Review by Jonathan Godfrey for Mr. Will Wong
It can be said with confidence that Boyhood is in contention this early in Awards Season for at least three Oscars: Best Supporting Actress (Patricia Arquette), Best Director (Richard Linklater) and Best Picture.
And so the question arises: why will it be nominated? The answer is extent, as well as multifaceted, so let us dive into the depths of reason without further hesitation.
Boyhood began as a passion project the likes of which only Richard Linklater could undertake. Similar to his Before Series, it spans a number of years, but unlike the aforementioned Trilogy, Boyhood is a solo feature.

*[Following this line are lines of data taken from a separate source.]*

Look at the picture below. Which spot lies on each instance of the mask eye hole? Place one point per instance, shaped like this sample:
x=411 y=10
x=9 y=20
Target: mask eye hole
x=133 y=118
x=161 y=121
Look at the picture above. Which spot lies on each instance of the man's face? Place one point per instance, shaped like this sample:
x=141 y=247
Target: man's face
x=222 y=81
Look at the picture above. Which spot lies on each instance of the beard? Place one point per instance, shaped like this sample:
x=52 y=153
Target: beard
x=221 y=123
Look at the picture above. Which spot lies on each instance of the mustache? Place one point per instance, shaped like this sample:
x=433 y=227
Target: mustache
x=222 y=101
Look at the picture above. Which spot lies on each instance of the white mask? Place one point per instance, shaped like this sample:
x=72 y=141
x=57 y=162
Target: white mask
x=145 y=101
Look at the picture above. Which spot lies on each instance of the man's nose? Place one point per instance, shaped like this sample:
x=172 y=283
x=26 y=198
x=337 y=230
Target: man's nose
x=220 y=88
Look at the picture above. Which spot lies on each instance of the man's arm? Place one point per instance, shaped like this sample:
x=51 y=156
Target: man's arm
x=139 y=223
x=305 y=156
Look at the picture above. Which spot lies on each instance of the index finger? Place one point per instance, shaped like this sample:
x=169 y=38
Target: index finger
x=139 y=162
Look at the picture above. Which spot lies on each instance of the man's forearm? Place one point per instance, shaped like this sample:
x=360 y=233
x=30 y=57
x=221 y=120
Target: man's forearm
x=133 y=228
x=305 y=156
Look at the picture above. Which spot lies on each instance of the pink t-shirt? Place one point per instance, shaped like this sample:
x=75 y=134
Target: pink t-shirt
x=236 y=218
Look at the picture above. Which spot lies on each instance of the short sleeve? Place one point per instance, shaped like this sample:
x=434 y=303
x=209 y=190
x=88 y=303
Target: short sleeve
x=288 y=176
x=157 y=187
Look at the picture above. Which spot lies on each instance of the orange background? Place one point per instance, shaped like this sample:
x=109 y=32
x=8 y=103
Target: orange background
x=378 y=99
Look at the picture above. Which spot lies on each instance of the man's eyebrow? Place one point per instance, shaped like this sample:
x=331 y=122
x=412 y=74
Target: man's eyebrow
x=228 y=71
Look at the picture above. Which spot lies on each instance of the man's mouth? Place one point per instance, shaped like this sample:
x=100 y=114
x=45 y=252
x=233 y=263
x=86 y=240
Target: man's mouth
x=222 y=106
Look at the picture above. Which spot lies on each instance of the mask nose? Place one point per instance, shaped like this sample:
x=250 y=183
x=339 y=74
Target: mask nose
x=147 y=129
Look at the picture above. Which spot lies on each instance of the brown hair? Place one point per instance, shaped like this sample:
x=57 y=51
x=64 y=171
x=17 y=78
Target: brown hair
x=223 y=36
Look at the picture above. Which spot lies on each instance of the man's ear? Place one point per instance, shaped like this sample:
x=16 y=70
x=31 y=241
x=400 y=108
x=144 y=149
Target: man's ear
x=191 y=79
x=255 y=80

One that was filmed over 12 years, with the lead Character and his immediate Family being portrayed by the same Actors throughout, thus affording its Audience with the means to witness a Boy grow into a Man. Relative unknown Ellar Coltrane plays the Boy, Mason, with Patricia Arquette acting as his Mother, Ethan Hawke his Father, and Lorelei Linklater his Sister, Samantha.

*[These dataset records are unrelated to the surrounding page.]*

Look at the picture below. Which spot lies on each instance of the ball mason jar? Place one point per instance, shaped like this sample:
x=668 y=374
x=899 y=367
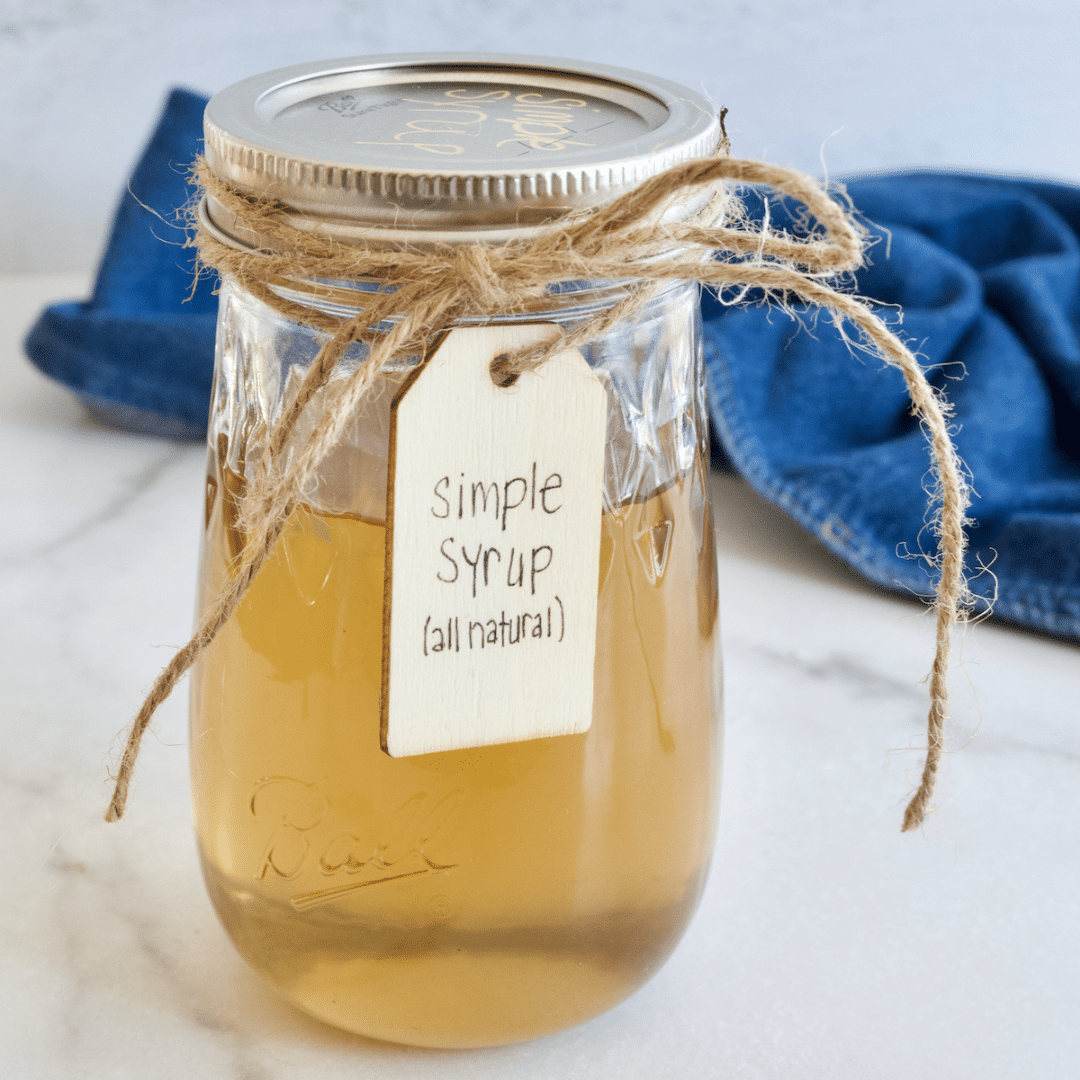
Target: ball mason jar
x=494 y=894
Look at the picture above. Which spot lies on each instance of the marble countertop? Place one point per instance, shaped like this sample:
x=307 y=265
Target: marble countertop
x=827 y=945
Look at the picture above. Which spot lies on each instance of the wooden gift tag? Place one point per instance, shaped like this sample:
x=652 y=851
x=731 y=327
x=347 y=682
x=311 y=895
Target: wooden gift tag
x=494 y=510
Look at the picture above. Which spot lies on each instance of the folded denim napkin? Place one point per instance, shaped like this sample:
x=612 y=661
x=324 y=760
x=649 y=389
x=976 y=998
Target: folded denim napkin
x=987 y=272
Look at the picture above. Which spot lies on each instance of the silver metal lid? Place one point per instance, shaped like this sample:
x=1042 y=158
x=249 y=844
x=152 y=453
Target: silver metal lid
x=446 y=147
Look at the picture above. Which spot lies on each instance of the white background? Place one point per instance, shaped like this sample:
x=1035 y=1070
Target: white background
x=867 y=84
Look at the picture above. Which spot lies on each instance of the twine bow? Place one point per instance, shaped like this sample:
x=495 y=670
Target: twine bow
x=420 y=293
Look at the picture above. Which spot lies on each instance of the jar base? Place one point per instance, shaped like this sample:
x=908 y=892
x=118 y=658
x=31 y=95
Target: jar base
x=443 y=986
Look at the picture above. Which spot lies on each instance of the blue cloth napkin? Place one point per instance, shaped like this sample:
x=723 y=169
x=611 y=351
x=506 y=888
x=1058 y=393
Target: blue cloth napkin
x=987 y=272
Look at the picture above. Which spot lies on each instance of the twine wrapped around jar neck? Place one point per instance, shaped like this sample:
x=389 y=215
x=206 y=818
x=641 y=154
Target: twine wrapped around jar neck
x=632 y=241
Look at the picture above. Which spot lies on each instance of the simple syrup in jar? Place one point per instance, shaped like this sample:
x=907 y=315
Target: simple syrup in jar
x=493 y=893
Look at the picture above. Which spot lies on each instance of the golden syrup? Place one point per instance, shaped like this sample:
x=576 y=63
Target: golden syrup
x=472 y=898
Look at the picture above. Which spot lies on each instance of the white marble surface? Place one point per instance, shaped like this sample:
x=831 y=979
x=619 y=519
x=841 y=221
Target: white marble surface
x=827 y=945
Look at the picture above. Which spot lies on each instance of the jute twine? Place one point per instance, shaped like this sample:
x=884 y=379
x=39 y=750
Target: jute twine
x=424 y=292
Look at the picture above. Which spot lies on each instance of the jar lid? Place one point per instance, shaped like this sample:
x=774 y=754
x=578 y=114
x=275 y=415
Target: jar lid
x=445 y=147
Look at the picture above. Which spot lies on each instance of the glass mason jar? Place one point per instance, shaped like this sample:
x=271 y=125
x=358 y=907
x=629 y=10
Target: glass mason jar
x=494 y=894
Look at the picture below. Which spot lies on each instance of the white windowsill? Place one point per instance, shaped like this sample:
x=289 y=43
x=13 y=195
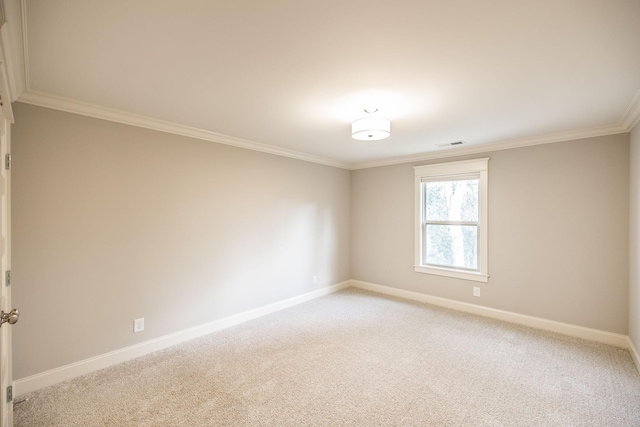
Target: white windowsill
x=456 y=274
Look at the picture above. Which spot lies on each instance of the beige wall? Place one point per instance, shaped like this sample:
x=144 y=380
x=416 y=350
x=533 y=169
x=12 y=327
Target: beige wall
x=112 y=223
x=634 y=244
x=558 y=232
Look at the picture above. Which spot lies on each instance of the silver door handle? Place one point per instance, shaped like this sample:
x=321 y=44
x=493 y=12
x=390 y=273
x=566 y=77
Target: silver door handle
x=11 y=317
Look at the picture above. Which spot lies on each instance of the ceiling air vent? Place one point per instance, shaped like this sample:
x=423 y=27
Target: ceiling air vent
x=451 y=144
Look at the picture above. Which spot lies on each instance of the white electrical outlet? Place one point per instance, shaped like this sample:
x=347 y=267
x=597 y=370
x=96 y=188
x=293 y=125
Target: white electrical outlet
x=138 y=325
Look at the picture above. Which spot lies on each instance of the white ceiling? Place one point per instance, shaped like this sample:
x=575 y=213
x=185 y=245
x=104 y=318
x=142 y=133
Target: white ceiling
x=289 y=76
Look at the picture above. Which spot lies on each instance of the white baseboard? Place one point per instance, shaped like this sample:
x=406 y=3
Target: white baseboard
x=634 y=354
x=67 y=372
x=596 y=335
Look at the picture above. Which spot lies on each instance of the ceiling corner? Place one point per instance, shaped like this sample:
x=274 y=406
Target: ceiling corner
x=632 y=115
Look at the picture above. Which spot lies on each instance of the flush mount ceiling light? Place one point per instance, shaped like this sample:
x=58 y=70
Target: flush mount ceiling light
x=370 y=128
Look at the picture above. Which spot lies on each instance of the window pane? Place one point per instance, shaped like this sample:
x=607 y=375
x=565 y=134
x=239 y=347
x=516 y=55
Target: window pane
x=451 y=246
x=452 y=200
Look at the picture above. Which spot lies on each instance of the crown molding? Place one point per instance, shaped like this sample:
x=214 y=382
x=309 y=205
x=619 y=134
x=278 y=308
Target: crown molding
x=632 y=115
x=496 y=146
x=118 y=116
x=91 y=110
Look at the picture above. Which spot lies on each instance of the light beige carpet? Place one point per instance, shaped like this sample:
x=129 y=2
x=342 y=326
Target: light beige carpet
x=356 y=359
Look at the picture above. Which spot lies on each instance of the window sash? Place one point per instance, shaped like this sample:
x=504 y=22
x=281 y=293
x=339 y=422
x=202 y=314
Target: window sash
x=453 y=171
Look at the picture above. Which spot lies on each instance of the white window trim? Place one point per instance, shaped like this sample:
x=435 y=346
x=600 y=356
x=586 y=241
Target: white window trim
x=443 y=170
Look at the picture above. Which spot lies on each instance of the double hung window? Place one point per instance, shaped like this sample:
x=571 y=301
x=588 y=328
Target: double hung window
x=451 y=219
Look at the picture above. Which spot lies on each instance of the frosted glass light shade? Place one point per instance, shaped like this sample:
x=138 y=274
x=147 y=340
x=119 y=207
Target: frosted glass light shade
x=370 y=129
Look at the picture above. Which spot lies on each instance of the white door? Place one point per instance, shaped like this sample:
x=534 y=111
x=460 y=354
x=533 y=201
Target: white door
x=8 y=317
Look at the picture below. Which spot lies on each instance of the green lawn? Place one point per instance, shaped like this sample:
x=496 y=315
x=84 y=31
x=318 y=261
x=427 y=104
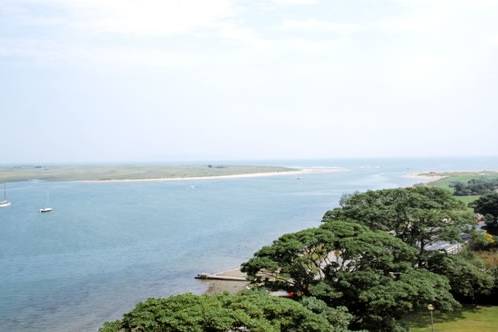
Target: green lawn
x=480 y=319
x=451 y=177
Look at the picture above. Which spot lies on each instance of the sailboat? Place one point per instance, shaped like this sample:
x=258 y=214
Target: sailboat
x=47 y=209
x=5 y=202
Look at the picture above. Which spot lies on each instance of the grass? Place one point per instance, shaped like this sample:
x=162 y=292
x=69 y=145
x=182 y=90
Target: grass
x=452 y=177
x=478 y=319
x=125 y=172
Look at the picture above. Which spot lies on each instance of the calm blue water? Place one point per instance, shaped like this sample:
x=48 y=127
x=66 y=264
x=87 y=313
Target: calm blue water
x=110 y=245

From the onset it is apparent that Mason is a Dreamer. With his head in the clouds he is considered a Social Misfit as the years go by. And go by they do. Filmed as a series of Shorts, seminal moments are offered to give insight into what is going on annually. As a Child, Mason loses himself in Anime and Video Games while his Mother struggles with love and money. As an Adolescent, Mason loses himself in Photography and Girls while his mother still struggles with the same. His older Sister gives him a hard time consistently, his Father opens up to him progressively, and his Mother loves him with the intensity that only a Mother could.

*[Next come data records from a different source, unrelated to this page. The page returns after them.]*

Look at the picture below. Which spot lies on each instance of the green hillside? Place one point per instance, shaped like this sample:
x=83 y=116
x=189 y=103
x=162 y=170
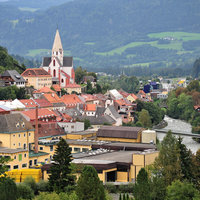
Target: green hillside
x=7 y=62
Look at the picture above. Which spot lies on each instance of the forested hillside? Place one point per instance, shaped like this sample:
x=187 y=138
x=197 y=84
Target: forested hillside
x=7 y=62
x=109 y=33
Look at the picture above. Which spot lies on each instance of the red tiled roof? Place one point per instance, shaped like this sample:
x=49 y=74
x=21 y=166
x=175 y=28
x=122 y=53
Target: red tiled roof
x=123 y=93
x=141 y=92
x=57 y=88
x=90 y=107
x=29 y=103
x=122 y=102
x=34 y=72
x=67 y=117
x=74 y=85
x=44 y=90
x=134 y=96
x=42 y=113
x=50 y=129
x=43 y=103
x=52 y=98
x=71 y=100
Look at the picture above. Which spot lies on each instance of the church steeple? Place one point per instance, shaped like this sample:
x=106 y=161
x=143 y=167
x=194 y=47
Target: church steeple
x=57 y=49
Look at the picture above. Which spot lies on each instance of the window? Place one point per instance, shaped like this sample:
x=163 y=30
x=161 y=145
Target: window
x=20 y=157
x=76 y=149
x=24 y=165
x=15 y=167
x=51 y=148
x=84 y=149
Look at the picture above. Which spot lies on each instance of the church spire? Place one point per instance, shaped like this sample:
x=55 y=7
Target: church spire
x=57 y=45
x=57 y=50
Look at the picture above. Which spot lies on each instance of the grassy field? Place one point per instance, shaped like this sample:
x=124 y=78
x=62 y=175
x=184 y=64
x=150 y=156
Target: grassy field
x=176 y=44
x=184 y=36
x=47 y=52
x=28 y=9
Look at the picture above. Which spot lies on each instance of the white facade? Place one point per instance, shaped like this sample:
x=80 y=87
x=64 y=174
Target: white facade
x=71 y=127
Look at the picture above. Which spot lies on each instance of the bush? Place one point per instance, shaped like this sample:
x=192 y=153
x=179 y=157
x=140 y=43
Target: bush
x=110 y=187
x=126 y=188
x=24 y=192
x=30 y=181
x=43 y=186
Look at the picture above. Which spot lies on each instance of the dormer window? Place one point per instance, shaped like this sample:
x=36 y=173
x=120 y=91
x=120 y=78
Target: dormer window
x=23 y=125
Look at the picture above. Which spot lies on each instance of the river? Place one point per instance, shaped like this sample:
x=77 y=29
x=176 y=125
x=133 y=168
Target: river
x=180 y=126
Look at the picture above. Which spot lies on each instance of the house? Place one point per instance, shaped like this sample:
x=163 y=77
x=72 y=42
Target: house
x=111 y=111
x=132 y=98
x=103 y=100
x=57 y=88
x=114 y=94
x=28 y=103
x=44 y=90
x=44 y=115
x=59 y=66
x=120 y=134
x=90 y=109
x=37 y=77
x=13 y=105
x=73 y=88
x=92 y=80
x=55 y=101
x=16 y=135
x=12 y=77
x=43 y=103
x=71 y=100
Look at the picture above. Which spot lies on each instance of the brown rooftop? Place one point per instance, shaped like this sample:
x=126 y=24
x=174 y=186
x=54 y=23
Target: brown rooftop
x=119 y=132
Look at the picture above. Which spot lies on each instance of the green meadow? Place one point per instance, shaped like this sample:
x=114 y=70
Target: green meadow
x=176 y=44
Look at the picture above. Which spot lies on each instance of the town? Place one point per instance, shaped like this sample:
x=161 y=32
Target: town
x=115 y=131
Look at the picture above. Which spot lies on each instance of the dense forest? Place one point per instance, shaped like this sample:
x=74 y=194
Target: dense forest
x=99 y=37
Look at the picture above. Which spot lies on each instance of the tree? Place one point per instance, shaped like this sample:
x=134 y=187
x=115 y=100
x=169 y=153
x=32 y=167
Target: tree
x=86 y=124
x=89 y=185
x=60 y=171
x=142 y=186
x=24 y=192
x=168 y=161
x=79 y=74
x=185 y=160
x=196 y=69
x=145 y=118
x=8 y=189
x=182 y=191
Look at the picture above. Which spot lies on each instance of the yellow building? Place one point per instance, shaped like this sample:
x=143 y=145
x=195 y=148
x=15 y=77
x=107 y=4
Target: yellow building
x=70 y=88
x=120 y=134
x=37 y=77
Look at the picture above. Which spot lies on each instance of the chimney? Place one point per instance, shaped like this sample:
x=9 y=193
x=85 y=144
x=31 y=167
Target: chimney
x=36 y=130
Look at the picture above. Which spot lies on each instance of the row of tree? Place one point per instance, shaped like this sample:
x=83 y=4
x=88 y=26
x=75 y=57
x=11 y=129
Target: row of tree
x=181 y=104
x=175 y=174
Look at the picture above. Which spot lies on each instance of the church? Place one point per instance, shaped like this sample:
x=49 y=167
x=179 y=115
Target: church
x=60 y=67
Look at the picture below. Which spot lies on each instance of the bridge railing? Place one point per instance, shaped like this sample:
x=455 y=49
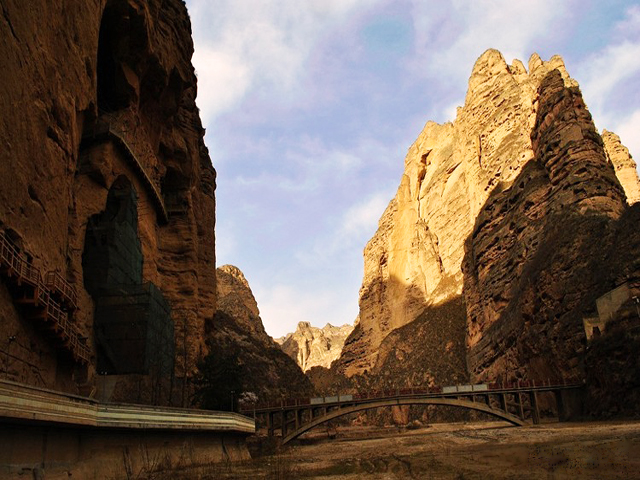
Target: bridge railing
x=453 y=390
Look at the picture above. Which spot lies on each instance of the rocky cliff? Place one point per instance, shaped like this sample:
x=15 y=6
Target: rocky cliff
x=522 y=142
x=315 y=347
x=236 y=327
x=535 y=261
x=625 y=166
x=100 y=127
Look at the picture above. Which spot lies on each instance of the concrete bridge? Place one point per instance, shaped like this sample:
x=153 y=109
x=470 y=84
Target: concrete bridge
x=516 y=403
x=67 y=435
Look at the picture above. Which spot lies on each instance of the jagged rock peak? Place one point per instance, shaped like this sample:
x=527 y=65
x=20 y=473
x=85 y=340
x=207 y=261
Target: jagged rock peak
x=624 y=165
x=235 y=272
x=237 y=328
x=312 y=346
x=413 y=263
x=236 y=299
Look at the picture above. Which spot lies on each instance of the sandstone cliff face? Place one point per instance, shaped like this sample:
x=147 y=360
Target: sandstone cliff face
x=533 y=260
x=625 y=166
x=523 y=141
x=237 y=327
x=315 y=347
x=90 y=92
x=414 y=260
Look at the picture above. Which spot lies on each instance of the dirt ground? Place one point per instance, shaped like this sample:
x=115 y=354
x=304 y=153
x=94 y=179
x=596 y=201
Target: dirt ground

Therefore, Mason represents a limited view on Boyhood, but with that said his view is more expansive than any previous cinematic attempt. Though he is a white middle-class American Male, his journey is Telemachian in tone, and Tolstoyan in scope. In other words, it is a coming of age story that takes time to tell.
And it is told beautifully, poetically, and photographically. Picturesque from the opening frame to closing fade, the Film procures an eye opening view. Intimate at every stage, Boyhood can make you laugh, cry, and consider your Childhood anew.
Words fail at summing up the qualities of an artistic endeavor such as Boyhood, and in time the awards may fail to fall into Linklater’s lap. Alas, he has not failed at creating something truly timeless, and he must be thanked at this time for taking his time to make it. In turn, take the time to see it, and enjoy every last moment. It seems impossible not to.
Mongrel Media release BOYHOOD on Friday, July 18, 2014.